Partiti e politici

Il voto delle grandi città non è la rinascita della sinistra

18 Settembre 2021

Tra poco più di due settimane si torna a votare. Sono chiamati alle urne oltre 1300 comuni, quasi il 20% del totale, tra i quali 20 capoluoghi di provincia, di cui 6 capoluoghi di regione. Saranno certamente questi ultimi i confronti più interessanti, ma che certo non forniranno chiare indicazioni sull’attuale appeal delle forze politiche anche a livello nazionale. I sondaggi degli ultimi giorni hanno confermato le previsioni che avevo ipotizzato un mese fa: il centro-sinistra (in qualche caso apparentato con il M5s) dovrebbe fare l’en-plein, con l’unica eccezione di Trieste. Nelle grandi città dunque il risultato sarebbe di 5 a 1, e questo secondo alcuni opinionisti è un evidente segnale di ripresa di quell’area politica, contraddicendo in qualche misura l’idea che questo sia un periodo favorevole per il centro-destra, da tutti candidato a prevalere in caso di elezioni nazionali. Ma non è così.

Perché in realtà il segnale proveniente dalle consultazioni del 3-4 si inserisce pienamente in una tendenza ben nota da qualche anno in tutto il mondo occidentale: le aree di maggior benessere di ogni paese votano sempre più per i partiti progressisti. I consensi maggiori per la sinistra democratica in quasi tutte le elezioni giungono infatti proprio dalle aree centrali e più benestanti (New York, Londra, Parigi o Milano) che in passato erano quelle più vicine alla destra conservatrice, mentre le attuali periferie, il vecchio bacino elettorale della sinistra storica, dagli anni Novanta in poi appoggiano sempre più chiaramente leader come Trump, Le Pen, Johnson, Berlusconi, Salvini e Meloni. Le cause, per inciso, sono state più volte discusse e analizzate, e risiedono in sostanza sull’incertezza del proprio futuro da parte della popolazione meno attrezzata ad affrontarlo.

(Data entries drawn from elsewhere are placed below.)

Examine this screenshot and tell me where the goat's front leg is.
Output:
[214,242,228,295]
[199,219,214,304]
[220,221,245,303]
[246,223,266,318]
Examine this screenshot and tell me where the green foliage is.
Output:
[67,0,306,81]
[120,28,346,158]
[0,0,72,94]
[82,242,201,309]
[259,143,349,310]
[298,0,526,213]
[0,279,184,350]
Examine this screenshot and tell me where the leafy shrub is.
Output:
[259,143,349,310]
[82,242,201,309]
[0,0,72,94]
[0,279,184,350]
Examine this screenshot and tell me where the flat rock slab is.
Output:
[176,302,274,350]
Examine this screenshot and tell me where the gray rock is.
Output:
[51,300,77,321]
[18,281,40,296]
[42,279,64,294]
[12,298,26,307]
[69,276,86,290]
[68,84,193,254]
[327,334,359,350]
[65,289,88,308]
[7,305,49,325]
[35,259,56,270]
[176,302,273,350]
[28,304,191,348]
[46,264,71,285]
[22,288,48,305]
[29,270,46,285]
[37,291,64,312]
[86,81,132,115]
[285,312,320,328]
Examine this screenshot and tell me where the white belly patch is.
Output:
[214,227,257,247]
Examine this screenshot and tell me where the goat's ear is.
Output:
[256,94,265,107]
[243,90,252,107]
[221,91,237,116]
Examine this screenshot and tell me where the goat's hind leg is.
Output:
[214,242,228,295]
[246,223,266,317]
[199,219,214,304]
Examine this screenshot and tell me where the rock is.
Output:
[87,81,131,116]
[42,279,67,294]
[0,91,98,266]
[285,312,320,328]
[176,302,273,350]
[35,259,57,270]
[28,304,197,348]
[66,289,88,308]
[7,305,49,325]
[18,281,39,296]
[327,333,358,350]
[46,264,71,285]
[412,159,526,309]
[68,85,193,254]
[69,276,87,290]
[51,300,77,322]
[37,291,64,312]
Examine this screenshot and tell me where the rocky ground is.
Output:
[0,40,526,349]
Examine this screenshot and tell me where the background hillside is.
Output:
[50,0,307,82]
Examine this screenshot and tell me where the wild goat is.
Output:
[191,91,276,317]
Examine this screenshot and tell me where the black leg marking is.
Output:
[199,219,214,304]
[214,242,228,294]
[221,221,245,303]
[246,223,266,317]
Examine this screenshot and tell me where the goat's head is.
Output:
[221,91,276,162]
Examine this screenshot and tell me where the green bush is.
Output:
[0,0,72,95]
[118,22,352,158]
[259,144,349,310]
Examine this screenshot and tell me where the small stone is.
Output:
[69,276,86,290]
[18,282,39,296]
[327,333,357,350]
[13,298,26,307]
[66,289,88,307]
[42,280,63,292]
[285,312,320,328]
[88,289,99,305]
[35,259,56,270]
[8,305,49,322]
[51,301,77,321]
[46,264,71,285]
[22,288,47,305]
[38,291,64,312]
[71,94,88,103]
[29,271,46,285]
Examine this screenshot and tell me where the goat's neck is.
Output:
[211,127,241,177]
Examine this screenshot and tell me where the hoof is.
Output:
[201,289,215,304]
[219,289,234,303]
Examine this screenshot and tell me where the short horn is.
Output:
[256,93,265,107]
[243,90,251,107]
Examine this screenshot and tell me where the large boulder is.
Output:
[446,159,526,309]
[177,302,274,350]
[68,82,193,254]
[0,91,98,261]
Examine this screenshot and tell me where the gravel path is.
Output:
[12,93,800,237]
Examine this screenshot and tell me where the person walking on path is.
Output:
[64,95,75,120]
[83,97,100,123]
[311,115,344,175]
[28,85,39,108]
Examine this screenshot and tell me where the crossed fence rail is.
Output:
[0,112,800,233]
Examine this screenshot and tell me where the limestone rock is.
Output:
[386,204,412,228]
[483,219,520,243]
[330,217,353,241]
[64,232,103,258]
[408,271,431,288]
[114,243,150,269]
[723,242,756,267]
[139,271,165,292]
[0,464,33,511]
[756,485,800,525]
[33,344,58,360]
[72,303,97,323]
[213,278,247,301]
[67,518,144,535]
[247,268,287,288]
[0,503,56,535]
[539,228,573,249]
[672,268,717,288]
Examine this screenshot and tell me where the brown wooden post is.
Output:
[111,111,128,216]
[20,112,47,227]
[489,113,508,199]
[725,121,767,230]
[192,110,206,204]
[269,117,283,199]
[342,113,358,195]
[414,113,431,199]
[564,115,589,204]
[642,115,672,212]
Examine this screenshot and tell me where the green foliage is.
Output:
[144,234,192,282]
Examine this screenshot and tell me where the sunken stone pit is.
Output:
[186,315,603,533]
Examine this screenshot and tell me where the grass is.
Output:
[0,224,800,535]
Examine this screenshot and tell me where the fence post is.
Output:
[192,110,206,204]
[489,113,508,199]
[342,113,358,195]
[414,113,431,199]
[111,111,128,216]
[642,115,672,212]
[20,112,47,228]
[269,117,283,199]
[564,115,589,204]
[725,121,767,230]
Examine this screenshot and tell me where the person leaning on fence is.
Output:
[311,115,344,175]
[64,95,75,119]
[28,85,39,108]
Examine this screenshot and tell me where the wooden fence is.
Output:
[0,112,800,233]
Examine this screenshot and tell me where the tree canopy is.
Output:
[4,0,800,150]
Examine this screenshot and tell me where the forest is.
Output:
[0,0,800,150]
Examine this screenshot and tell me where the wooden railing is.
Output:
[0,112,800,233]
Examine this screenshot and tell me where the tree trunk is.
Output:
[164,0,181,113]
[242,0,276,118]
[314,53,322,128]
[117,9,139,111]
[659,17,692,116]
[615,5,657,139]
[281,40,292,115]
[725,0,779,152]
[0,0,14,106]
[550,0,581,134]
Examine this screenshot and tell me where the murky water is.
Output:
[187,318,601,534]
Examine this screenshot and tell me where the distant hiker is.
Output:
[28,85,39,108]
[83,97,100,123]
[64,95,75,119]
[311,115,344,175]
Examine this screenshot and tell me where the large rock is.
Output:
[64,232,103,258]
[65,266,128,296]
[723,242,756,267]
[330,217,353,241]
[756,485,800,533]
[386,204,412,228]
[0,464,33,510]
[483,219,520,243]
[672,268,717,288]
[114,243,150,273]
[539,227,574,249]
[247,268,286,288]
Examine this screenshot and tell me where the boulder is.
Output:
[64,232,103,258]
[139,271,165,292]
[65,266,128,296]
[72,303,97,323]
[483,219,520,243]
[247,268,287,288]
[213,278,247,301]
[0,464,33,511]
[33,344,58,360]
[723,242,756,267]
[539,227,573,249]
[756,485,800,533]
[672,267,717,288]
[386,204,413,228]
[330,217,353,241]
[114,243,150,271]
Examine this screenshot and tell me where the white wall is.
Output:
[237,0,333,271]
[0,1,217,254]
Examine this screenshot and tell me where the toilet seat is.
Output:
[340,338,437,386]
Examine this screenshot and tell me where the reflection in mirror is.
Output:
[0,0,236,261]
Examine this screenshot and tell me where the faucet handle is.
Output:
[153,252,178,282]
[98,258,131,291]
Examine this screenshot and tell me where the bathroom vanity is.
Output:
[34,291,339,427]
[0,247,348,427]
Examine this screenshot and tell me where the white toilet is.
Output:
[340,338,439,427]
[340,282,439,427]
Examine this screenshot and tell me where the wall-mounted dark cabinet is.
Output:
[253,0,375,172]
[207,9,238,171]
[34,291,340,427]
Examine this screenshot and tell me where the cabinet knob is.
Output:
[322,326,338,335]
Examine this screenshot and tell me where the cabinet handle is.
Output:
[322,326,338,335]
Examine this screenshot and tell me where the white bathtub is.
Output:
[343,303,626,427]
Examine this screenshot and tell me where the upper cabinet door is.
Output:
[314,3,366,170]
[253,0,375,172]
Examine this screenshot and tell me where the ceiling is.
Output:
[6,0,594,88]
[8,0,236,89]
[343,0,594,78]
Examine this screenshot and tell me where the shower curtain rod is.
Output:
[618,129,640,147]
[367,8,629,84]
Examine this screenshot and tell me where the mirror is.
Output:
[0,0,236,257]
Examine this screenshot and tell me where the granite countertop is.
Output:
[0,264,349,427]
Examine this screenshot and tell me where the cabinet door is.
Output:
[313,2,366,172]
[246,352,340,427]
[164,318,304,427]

Nessuna sorpresa, dunque. La competizione partitica in Italia (alla stregua delle altre rilevanti democrazie occidentali) ha prodotto nel corso del tempo un graduale passaggio dell’elettorato di sinistra e centro-sinistra, oltre che di parte dell’elettorato moderato di centro-destra, verso partiti di destra, sovranisti o anti-sistema, divenuti così dei veri e propri collettori del voto di protesta o di malessere. Un voto che si può sempre più considerare una manifestazione nel campo elettorale di una nuova frattura fra centro e periferia, tra vincitori e sconfitti della globalizzazione, che oppone individui e gruppi sociali che vivono la loro esperienza professionale e di vita nei luoghi più centrali (in quanto dotati di maggiori risorse, culturali, economiche e sociali-relazionali) della società globale, a individui e gruppi sociali che viceversa vivono in condizioni di crescente marginalità.

Un processo che ha prodotto una (quasi) totale rivoluzione nell’elettorato di riferimento dei diversi partiti: al contrario di soli 30-40 anni or sono, quando gli elettori di sinistra si trovavano soprattutto nelle periferie ed erano in possesso di titoli di studio piuttosto bassi, oggi il profilo del votante progressista è quasi completamente ribaltato, nel segno di un inedito binomio: grandi città e alta scolarità.
Pare dunque che la rivoluzione si stia ultimando. E il risultato delle prossime amministrative ce ne darà un’ulteriore conferma.